Homemade bread kvass To prepare this okroshki, do not take kvass industrial output or kvass, made from kvass concentrates, since both of these drinks are too sweet. Need more acid kvass, which is called white okroshechnym. According to the classical technology, it is prepared from rye and barley malt with the addition of rye flour.

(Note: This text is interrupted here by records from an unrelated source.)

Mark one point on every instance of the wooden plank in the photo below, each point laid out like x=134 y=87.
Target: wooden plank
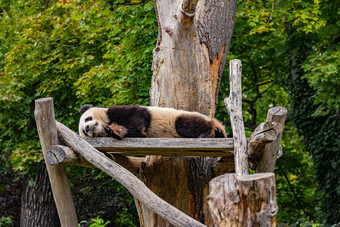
x=222 y=147
x=59 y=154
x=45 y=119
x=234 y=106
x=135 y=186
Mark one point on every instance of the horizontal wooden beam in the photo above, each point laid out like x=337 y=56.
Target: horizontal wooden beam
x=213 y=147
x=59 y=154
x=134 y=185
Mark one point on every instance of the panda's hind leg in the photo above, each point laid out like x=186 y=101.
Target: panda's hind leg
x=189 y=126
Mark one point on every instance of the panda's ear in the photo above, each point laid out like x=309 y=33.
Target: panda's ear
x=84 y=108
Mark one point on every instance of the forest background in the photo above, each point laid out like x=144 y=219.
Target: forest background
x=100 y=52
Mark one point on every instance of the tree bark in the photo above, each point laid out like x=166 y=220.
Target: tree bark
x=45 y=119
x=248 y=200
x=127 y=179
x=37 y=203
x=273 y=150
x=189 y=59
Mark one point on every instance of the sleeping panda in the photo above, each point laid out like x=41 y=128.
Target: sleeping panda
x=147 y=121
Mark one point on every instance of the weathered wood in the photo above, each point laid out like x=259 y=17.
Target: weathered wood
x=188 y=7
x=193 y=41
x=257 y=194
x=223 y=165
x=59 y=154
x=192 y=45
x=247 y=200
x=265 y=133
x=273 y=150
x=165 y=146
x=45 y=119
x=135 y=186
x=64 y=155
x=234 y=106
x=224 y=201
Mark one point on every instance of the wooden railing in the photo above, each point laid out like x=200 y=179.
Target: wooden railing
x=230 y=196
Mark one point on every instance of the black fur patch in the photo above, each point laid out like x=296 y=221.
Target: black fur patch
x=135 y=119
x=84 y=108
x=88 y=119
x=219 y=133
x=189 y=126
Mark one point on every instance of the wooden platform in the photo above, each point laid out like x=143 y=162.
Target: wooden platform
x=211 y=147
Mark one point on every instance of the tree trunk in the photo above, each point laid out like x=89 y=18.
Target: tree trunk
x=189 y=59
x=37 y=203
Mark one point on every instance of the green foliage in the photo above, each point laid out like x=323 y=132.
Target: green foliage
x=101 y=53
x=76 y=53
x=264 y=40
x=96 y=222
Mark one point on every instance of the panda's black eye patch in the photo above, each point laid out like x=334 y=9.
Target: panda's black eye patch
x=88 y=119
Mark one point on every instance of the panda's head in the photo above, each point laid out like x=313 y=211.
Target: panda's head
x=93 y=121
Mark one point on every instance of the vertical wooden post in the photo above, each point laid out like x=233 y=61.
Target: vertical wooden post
x=45 y=119
x=241 y=199
x=234 y=106
x=273 y=150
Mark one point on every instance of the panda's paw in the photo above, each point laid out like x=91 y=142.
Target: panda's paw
x=116 y=131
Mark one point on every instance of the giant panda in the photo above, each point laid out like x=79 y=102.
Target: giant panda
x=146 y=121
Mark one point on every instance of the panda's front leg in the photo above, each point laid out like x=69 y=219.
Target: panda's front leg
x=116 y=131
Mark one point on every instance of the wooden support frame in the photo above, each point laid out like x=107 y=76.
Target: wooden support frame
x=135 y=186
x=231 y=195
x=241 y=199
x=44 y=117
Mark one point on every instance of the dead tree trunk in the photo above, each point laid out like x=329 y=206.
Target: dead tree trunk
x=189 y=59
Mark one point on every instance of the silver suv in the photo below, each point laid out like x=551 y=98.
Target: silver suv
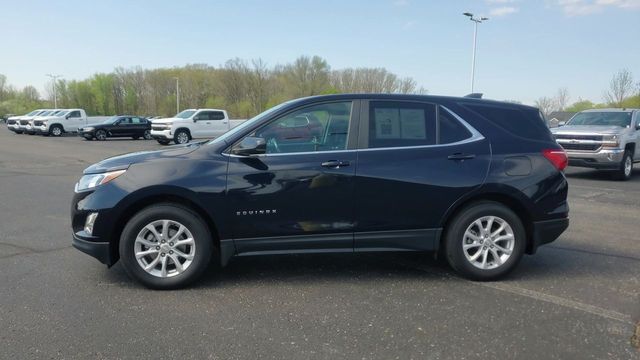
x=606 y=139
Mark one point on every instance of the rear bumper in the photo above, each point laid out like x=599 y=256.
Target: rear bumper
x=99 y=250
x=547 y=231
x=603 y=159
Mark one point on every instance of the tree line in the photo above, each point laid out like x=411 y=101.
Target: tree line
x=244 y=88
x=623 y=92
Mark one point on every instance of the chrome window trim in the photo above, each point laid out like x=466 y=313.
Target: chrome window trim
x=475 y=136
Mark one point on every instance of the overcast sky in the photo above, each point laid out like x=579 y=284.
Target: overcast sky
x=526 y=50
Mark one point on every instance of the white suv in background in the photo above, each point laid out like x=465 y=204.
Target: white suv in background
x=192 y=124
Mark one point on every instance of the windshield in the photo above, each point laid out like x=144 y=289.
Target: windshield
x=249 y=123
x=185 y=114
x=622 y=119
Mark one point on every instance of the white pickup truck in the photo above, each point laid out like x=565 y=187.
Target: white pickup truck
x=192 y=124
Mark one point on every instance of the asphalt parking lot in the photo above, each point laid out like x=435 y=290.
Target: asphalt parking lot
x=578 y=297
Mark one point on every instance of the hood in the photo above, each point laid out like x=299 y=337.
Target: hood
x=165 y=120
x=124 y=161
x=588 y=129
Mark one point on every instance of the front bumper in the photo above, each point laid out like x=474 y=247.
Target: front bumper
x=603 y=159
x=547 y=231
x=97 y=249
x=162 y=134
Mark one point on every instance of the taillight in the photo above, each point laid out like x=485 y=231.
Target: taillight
x=557 y=157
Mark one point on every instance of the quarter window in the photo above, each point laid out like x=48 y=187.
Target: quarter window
x=450 y=129
x=400 y=124
x=322 y=127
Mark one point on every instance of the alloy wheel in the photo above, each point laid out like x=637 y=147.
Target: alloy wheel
x=488 y=242
x=164 y=248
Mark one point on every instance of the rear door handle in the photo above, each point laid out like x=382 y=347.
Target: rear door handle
x=461 y=156
x=335 y=163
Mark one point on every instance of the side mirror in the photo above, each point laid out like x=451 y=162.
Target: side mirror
x=250 y=146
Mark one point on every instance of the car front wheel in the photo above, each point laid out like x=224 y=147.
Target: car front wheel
x=626 y=167
x=485 y=241
x=55 y=130
x=166 y=246
x=101 y=135
x=181 y=137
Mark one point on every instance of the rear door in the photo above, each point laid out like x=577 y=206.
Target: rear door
x=416 y=160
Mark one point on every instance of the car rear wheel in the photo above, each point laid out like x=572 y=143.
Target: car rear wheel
x=626 y=167
x=101 y=135
x=165 y=246
x=485 y=241
x=181 y=137
x=56 y=130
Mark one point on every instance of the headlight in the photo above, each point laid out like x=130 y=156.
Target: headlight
x=90 y=181
x=610 y=141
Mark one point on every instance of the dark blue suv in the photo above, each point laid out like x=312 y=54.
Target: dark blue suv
x=478 y=181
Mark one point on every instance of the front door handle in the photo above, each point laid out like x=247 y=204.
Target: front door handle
x=335 y=163
x=461 y=156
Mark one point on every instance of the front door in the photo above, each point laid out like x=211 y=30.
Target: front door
x=417 y=160
x=299 y=195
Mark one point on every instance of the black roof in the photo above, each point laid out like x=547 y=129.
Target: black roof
x=369 y=96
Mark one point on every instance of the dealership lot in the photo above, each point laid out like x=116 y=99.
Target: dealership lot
x=579 y=297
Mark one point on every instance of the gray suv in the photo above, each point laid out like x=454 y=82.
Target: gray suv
x=606 y=139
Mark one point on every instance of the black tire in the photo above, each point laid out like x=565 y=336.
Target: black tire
x=181 y=137
x=183 y=215
x=626 y=167
x=56 y=130
x=455 y=238
x=101 y=135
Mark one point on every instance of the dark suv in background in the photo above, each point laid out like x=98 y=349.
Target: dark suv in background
x=480 y=181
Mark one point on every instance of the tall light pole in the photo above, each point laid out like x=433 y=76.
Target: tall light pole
x=476 y=21
x=55 y=91
x=177 y=95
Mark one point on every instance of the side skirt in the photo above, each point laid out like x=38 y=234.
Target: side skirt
x=394 y=240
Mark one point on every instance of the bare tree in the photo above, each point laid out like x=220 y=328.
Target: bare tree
x=562 y=98
x=620 y=87
x=546 y=105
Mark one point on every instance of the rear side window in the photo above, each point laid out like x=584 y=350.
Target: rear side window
x=216 y=115
x=401 y=124
x=525 y=123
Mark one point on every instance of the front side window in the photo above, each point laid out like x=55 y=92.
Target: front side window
x=401 y=124
x=322 y=127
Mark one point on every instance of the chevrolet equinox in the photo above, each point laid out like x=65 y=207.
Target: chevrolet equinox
x=478 y=181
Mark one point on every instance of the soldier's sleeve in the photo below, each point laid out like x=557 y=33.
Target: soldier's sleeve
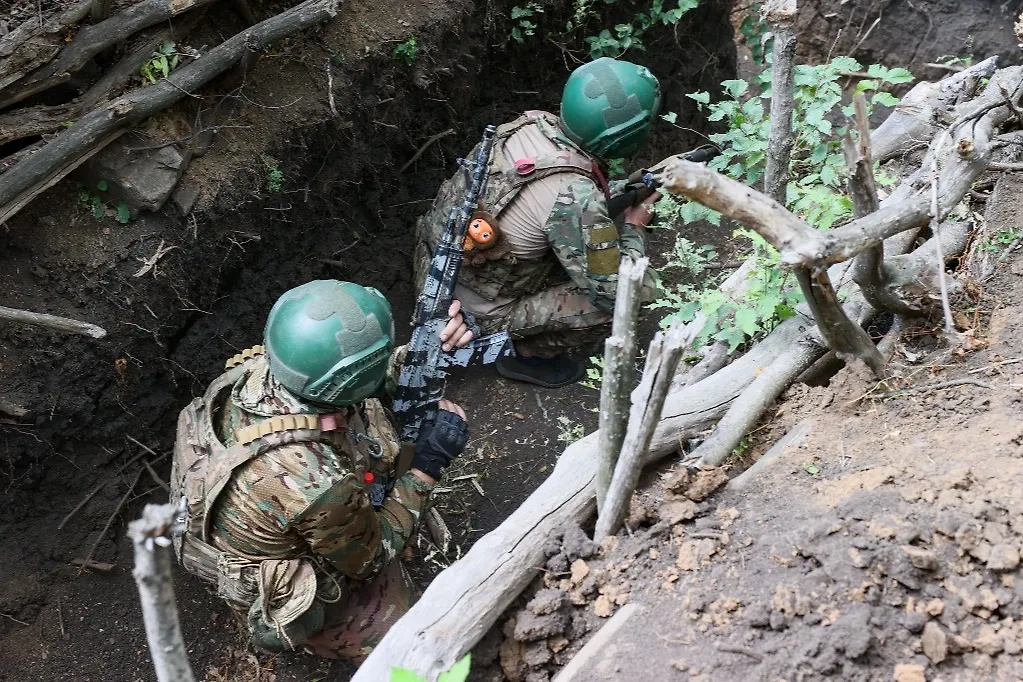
x=341 y=525
x=586 y=241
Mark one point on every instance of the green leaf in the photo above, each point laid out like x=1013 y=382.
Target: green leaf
x=746 y=319
x=458 y=672
x=884 y=99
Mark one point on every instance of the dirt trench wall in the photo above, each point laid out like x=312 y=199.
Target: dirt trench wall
x=341 y=211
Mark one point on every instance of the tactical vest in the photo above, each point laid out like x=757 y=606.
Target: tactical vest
x=508 y=276
x=203 y=466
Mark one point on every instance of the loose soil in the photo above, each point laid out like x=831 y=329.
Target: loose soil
x=885 y=546
x=344 y=213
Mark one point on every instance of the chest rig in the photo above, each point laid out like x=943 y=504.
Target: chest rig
x=204 y=465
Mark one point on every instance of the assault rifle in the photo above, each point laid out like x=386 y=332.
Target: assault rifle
x=643 y=182
x=420 y=382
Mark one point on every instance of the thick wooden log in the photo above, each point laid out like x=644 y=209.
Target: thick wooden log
x=63 y=153
x=781 y=16
x=619 y=371
x=648 y=400
x=34 y=42
x=92 y=40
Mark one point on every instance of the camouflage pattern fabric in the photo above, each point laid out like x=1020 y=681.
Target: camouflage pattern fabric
x=308 y=499
x=552 y=321
x=358 y=622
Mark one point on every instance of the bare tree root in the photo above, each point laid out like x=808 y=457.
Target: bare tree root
x=99 y=127
x=35 y=42
x=150 y=536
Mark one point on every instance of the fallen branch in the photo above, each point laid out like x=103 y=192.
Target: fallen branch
x=934 y=387
x=35 y=42
x=99 y=127
x=648 y=400
x=92 y=40
x=426 y=145
x=54 y=322
x=619 y=371
x=150 y=536
x=109 y=520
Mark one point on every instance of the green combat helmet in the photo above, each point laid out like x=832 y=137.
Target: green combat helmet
x=608 y=105
x=329 y=342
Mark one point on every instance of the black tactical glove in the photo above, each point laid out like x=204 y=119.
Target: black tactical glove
x=440 y=443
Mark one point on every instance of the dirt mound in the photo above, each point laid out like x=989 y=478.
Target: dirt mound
x=886 y=546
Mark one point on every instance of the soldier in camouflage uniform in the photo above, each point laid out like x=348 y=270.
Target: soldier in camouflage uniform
x=299 y=499
x=550 y=278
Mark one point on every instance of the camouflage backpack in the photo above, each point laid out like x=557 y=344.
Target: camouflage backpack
x=506 y=275
x=203 y=465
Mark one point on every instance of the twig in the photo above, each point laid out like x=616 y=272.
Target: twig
x=156 y=476
x=934 y=387
x=102 y=566
x=63 y=634
x=648 y=401
x=11 y=618
x=418 y=152
x=781 y=14
x=109 y=521
x=150 y=536
x=52 y=322
x=728 y=648
x=995 y=364
x=329 y=90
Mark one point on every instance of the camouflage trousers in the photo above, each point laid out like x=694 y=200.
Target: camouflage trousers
x=551 y=321
x=359 y=620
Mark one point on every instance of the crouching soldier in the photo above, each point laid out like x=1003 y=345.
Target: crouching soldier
x=299 y=500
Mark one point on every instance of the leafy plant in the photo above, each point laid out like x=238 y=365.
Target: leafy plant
x=406 y=51
x=98 y=206
x=757 y=34
x=623 y=37
x=568 y=430
x=815 y=191
x=458 y=673
x=163 y=61
x=524 y=20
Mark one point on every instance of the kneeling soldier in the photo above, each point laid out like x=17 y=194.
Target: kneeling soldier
x=279 y=464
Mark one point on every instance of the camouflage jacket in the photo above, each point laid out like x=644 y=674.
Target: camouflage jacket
x=584 y=243
x=298 y=498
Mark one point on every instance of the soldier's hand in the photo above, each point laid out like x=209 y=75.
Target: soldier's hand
x=456 y=332
x=640 y=214
x=441 y=441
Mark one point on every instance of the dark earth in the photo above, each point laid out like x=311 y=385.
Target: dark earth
x=345 y=212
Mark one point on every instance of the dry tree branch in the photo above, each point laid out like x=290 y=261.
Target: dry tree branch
x=98 y=127
x=150 y=536
x=781 y=14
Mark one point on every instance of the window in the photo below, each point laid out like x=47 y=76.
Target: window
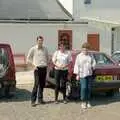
x=87 y=1
x=102 y=59
x=3 y=60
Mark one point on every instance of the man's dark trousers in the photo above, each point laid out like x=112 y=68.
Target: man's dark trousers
x=39 y=83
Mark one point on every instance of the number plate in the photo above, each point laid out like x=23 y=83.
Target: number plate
x=104 y=78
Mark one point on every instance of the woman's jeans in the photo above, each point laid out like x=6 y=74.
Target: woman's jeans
x=85 y=84
x=61 y=79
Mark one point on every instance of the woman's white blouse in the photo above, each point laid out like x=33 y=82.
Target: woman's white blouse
x=61 y=58
x=84 y=65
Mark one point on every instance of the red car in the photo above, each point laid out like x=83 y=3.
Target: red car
x=7 y=71
x=106 y=75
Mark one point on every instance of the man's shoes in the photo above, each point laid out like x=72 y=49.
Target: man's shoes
x=83 y=105
x=56 y=102
x=65 y=101
x=41 y=102
x=33 y=104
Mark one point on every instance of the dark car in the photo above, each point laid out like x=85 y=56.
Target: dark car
x=116 y=56
x=106 y=75
x=7 y=71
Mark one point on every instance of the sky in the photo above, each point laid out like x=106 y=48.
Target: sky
x=67 y=4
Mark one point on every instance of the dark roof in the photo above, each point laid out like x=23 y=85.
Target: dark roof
x=33 y=10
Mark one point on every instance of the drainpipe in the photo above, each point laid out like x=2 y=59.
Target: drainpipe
x=112 y=40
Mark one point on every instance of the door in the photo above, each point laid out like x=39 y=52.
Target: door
x=65 y=37
x=93 y=40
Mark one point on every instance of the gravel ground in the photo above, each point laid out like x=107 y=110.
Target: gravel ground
x=19 y=107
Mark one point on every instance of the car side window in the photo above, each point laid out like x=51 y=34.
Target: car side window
x=102 y=59
x=3 y=59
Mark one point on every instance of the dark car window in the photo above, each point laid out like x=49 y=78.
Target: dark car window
x=116 y=57
x=3 y=59
x=101 y=58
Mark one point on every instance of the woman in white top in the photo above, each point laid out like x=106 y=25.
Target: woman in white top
x=61 y=59
x=83 y=69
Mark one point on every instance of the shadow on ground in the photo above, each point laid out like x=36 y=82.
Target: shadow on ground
x=21 y=95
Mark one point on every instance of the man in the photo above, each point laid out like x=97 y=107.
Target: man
x=38 y=59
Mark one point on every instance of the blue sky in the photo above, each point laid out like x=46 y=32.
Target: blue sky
x=67 y=4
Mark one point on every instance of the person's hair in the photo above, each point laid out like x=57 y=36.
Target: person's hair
x=86 y=45
x=39 y=37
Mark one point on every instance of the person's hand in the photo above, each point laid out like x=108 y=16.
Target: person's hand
x=77 y=77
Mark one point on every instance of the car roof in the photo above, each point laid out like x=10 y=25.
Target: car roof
x=90 y=51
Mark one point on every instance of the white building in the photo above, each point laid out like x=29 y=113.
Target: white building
x=22 y=21
x=104 y=16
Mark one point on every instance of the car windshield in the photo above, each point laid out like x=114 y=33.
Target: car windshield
x=101 y=58
x=116 y=57
x=3 y=60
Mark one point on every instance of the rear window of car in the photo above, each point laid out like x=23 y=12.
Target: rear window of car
x=101 y=58
x=3 y=59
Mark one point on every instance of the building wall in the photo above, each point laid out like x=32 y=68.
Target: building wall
x=117 y=39
x=101 y=9
x=23 y=36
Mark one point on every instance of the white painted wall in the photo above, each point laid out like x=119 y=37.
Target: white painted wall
x=117 y=39
x=23 y=36
x=101 y=9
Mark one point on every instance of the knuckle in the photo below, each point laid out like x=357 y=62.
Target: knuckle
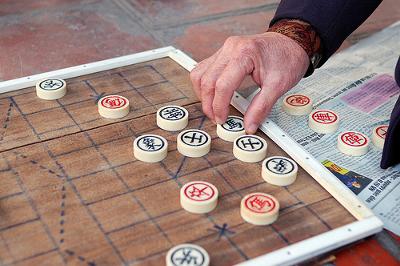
x=232 y=40
x=248 y=47
x=221 y=85
x=195 y=75
x=206 y=84
x=218 y=108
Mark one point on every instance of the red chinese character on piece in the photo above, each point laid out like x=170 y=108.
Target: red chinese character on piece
x=113 y=102
x=354 y=139
x=298 y=100
x=260 y=203
x=199 y=192
x=381 y=131
x=324 y=117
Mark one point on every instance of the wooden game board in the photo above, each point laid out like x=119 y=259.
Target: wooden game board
x=72 y=193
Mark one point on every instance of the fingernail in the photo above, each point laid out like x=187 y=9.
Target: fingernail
x=252 y=128
x=219 y=120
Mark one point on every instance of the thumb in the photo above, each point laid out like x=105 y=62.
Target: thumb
x=261 y=106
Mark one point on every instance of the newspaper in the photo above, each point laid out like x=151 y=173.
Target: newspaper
x=357 y=84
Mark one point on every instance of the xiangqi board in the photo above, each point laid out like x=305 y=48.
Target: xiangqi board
x=72 y=191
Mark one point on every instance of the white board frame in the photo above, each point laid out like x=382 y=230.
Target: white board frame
x=367 y=223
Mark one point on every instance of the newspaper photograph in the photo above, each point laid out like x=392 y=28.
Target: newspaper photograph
x=358 y=85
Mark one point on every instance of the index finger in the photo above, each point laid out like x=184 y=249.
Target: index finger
x=228 y=82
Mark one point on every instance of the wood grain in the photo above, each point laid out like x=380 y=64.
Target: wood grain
x=72 y=193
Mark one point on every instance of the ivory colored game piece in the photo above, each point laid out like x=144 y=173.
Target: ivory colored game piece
x=188 y=255
x=297 y=104
x=231 y=129
x=199 y=197
x=250 y=148
x=259 y=208
x=379 y=135
x=353 y=143
x=323 y=121
x=193 y=143
x=279 y=171
x=172 y=118
x=113 y=106
x=51 y=89
x=150 y=148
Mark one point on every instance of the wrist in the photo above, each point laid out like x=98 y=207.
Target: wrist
x=305 y=36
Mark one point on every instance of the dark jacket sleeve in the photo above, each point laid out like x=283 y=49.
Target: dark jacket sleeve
x=334 y=20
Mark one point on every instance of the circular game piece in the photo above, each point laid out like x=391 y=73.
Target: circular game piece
x=279 y=170
x=353 y=143
x=51 y=89
x=250 y=148
x=323 y=121
x=172 y=118
x=199 y=197
x=231 y=129
x=150 y=148
x=297 y=104
x=188 y=255
x=259 y=208
x=379 y=135
x=113 y=106
x=193 y=143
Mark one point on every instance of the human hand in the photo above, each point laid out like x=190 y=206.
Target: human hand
x=274 y=61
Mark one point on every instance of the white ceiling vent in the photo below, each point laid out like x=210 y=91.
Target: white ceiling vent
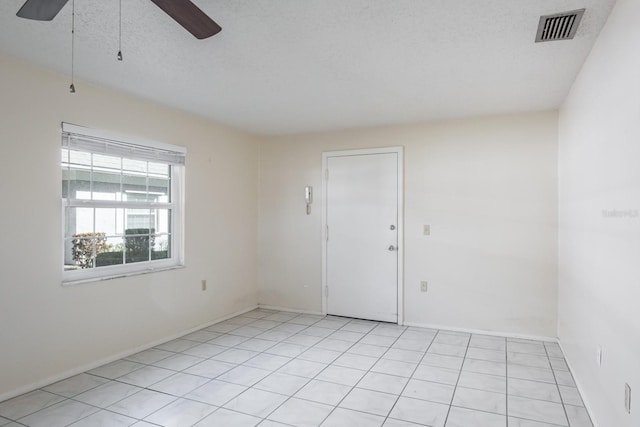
x=560 y=26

Since this process is not so much complicated as long, it is possible to use a simpler recipe of okroshechny kvass, which is made from rye crumbs with minimal addition of sugar.
Ingredients:- Bread of rye 500 g
- Water 3500 ml
- Sugar 75 g
- Yeast, fresh, 15 g
- Step 1 For cooking kvass you need to take rye bread, water, sugar and yeast.
- Step 2 Slices of bread cut into cubes and browned in the oven.
- Step 3 Put the crackers in a jar with a capacity of 3 liters, pour 2 liters of hot (80 ° C) water and leave for 1.5 hours under the lid in a warm place.
- Step 4 Pour and infuse the infusion, and pour the bread mass again with 1.5 liters of hot water and again put in a warm place for 2 hours.
- Step 5 Dissolve the yeast in a small amount of warm water.
- Step 6 The second infusion to drain, drain, mix with the first infusion (should be about 2.7 liters), pour sugar, stir it until completely dissolved, add the diluted yeast and mix. The temperature of the wort should be about 25-27 ° C. The wort should be left in a warm place for fermentation for 12 hours.
- Step 7 The resulting kvass again drain, pour into bottles, cork and place in the refrigerator for 6 hours. Kvass is almost ready for use. Keep refrigerated in a lying position. To use for cooking okroshki.